A center of Orthodox spirituality for some 1,000 years, Mt. Athos in Northern Greece is considered a UNESCO World Heritage Site and holy ground with forbidden access to women and children. So if you are one, sorry, but this place is too old-fashioned to allow you visiting privileges. In any case, the history and traditions of Mt. Athos are worth a look into, even if you cannot visit.
The area’s twenty monasteries are today inhabited by some 1,400 monks. Tucked away in a rich forested area with steep rocky accents, these houses of worship have been self-administered since the Byzantine times and serve as a conservatory of historical art, documents, and rare surrounding plant life.
Situated in the eastern Halkidiki Peninsula, Mt. Athos stretches some 50 km and its highest peak reaches over 2,000 meters in height. The area’s natural beauty is simply breathtaking, so it’s no wonder why it was chosen to host a number of holy houses of God. The village of Karyes serves as the area’s capital, while the village of Daphne as the port.

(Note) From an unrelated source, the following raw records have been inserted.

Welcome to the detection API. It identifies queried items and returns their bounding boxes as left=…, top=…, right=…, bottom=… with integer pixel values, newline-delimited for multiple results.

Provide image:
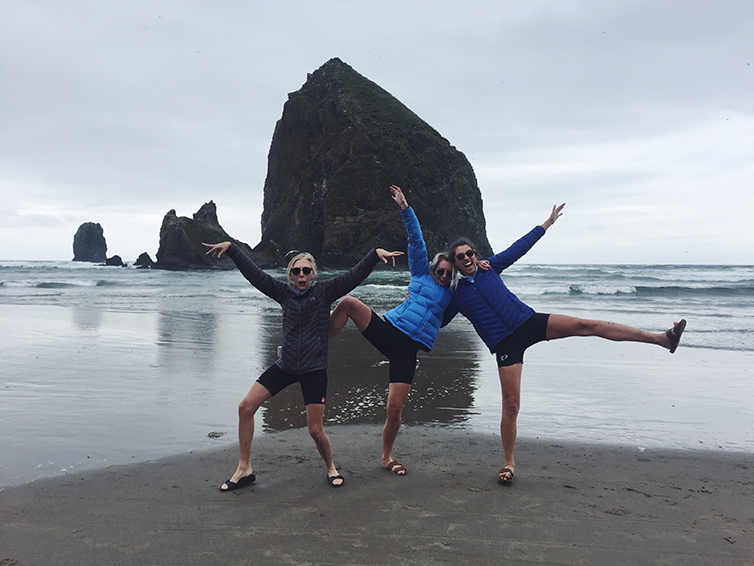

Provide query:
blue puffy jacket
left=442, top=226, right=545, bottom=351
left=385, top=207, right=450, bottom=351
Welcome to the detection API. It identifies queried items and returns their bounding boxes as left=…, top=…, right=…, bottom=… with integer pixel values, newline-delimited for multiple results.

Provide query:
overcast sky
left=0, top=0, right=754, bottom=264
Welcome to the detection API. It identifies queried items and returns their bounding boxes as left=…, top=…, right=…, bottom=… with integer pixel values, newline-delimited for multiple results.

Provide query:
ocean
left=0, top=261, right=754, bottom=486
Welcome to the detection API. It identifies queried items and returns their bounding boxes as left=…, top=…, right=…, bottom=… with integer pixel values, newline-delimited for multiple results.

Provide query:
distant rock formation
left=134, top=252, right=154, bottom=269
left=254, top=59, right=491, bottom=267
left=73, top=222, right=107, bottom=263
left=153, top=201, right=258, bottom=271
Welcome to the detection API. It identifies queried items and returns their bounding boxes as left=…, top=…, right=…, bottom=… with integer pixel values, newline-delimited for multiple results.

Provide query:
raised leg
left=328, top=295, right=372, bottom=338
left=547, top=314, right=671, bottom=349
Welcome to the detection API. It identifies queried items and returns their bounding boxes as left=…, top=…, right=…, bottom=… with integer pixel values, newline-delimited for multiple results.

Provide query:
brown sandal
left=385, top=460, right=408, bottom=476
left=497, top=467, right=513, bottom=485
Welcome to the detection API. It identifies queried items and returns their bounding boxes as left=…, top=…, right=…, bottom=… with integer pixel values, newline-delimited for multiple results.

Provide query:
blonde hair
left=285, top=252, right=317, bottom=287
left=429, top=252, right=456, bottom=285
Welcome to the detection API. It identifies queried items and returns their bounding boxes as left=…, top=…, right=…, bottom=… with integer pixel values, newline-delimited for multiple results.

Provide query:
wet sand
left=0, top=425, right=754, bottom=566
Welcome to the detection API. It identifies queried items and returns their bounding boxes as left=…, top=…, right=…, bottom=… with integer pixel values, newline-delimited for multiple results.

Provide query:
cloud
left=0, top=0, right=754, bottom=263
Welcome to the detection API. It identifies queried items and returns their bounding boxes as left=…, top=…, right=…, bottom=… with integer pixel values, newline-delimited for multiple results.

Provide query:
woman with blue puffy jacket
left=330, top=185, right=453, bottom=476
left=443, top=204, right=686, bottom=484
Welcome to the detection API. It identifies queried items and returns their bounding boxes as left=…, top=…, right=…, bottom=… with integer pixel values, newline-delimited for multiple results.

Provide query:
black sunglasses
left=456, top=250, right=476, bottom=261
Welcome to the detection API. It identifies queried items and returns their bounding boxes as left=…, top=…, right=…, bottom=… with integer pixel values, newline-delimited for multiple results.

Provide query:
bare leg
left=498, top=364, right=523, bottom=479
left=306, top=403, right=343, bottom=486
left=328, top=295, right=372, bottom=338
left=220, top=382, right=272, bottom=491
left=382, top=383, right=411, bottom=476
left=547, top=314, right=670, bottom=349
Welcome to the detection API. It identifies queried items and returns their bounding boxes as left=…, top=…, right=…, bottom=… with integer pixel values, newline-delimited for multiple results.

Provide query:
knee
left=503, top=398, right=521, bottom=419
left=309, top=423, right=325, bottom=442
left=238, top=399, right=257, bottom=421
left=387, top=402, right=403, bottom=421
left=335, top=295, right=356, bottom=313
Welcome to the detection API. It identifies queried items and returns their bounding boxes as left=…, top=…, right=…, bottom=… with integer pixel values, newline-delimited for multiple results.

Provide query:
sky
left=0, top=0, right=754, bottom=265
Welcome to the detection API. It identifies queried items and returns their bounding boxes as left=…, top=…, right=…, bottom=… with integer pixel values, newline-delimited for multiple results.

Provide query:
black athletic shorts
left=361, top=311, right=425, bottom=385
left=493, top=312, right=550, bottom=368
left=257, top=364, right=327, bottom=405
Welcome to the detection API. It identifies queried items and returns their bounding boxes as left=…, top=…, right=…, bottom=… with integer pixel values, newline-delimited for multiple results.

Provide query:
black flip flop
left=327, top=474, right=346, bottom=487
left=220, top=474, right=257, bottom=491
left=665, top=318, right=686, bottom=354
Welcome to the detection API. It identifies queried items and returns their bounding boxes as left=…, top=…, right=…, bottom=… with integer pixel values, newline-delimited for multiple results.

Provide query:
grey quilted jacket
left=227, top=244, right=379, bottom=374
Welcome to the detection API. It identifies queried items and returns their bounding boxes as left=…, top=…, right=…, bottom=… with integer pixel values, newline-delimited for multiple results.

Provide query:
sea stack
left=73, top=222, right=107, bottom=263
left=153, top=201, right=258, bottom=271
left=254, top=59, right=491, bottom=267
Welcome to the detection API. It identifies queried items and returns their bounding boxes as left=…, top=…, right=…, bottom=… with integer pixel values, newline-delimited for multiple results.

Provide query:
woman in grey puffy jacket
left=204, top=242, right=402, bottom=491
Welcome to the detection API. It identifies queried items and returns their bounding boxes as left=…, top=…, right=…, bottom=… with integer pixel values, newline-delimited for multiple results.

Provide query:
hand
left=202, top=242, right=230, bottom=258
left=377, top=248, right=403, bottom=267
left=541, top=203, right=565, bottom=230
left=390, top=185, right=408, bottom=210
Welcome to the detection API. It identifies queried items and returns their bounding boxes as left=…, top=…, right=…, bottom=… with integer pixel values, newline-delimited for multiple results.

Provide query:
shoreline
left=0, top=425, right=754, bottom=566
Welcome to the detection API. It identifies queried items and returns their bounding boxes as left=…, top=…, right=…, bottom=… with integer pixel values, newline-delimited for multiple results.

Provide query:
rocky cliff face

Local architecture here includes a number of traditionally designed structures including, aside from the 20 monasteries, a dozen sketae, and a number of kellia, kathismata, warehouses and isolated towers used to protect the area from unwanted intruders. The main churches within each monastery are called katholika. They are each built in a cross-in square-shape featuring a narthex, naos, and sanctuary. The monasteries here also include a number of small chapels each, monk cells, dining halls, and guesthouses.

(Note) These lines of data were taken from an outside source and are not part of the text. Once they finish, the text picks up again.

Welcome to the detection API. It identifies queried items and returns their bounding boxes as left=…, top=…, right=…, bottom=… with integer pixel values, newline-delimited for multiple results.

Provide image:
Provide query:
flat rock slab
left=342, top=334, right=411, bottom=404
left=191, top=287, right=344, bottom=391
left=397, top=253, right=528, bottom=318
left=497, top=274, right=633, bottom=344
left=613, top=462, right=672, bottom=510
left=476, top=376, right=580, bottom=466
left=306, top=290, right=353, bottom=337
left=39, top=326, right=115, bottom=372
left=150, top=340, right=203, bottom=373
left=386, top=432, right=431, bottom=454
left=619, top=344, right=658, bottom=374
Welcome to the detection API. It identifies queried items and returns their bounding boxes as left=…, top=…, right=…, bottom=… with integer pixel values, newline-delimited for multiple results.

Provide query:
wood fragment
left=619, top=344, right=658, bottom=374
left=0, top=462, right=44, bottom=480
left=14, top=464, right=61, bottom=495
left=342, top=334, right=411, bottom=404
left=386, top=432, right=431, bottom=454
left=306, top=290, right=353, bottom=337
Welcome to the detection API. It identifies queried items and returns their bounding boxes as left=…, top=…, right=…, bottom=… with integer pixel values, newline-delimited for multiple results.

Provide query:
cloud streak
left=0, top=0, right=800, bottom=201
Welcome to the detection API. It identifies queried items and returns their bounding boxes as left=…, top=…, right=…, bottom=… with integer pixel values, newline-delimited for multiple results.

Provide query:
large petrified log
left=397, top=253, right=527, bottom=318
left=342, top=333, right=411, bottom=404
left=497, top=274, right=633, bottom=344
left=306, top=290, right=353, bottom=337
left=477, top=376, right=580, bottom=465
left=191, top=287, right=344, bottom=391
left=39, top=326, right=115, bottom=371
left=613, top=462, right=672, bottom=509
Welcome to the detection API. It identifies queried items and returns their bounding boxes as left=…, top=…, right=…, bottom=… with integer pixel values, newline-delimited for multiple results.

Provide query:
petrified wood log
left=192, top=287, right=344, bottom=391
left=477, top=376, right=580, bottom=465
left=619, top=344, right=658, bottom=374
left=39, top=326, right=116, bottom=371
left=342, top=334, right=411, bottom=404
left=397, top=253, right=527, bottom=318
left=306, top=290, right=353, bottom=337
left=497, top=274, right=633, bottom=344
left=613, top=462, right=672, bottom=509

Exerting a lasting influence in the Orthodox world of the past and present, the religious architecture and iconography style cultivated on Mt. Athos has reached Crete, the Balkans, and as far as Russia. Icons, embroideries, manuscripts, traditional attire, and gold artifacts are housed and protected inside. Most of the monasteries also have their own stone boathouse used to store cargo, as well as waterside kiosks used for meetings and meditation.
A few monasteries dotting the coastline of Mt. Athos include the monasteries of Megisti Lavra, Vatopedion, Stavronikitas, Dionysos, Pantokrator, Koutloumousion, and Hilandarion. Aside from the 20 monasteries, Mt. Athos also includes 700 houses and cells, as well as a number of karoulia cells, which cling onto a steep cliff by the sea.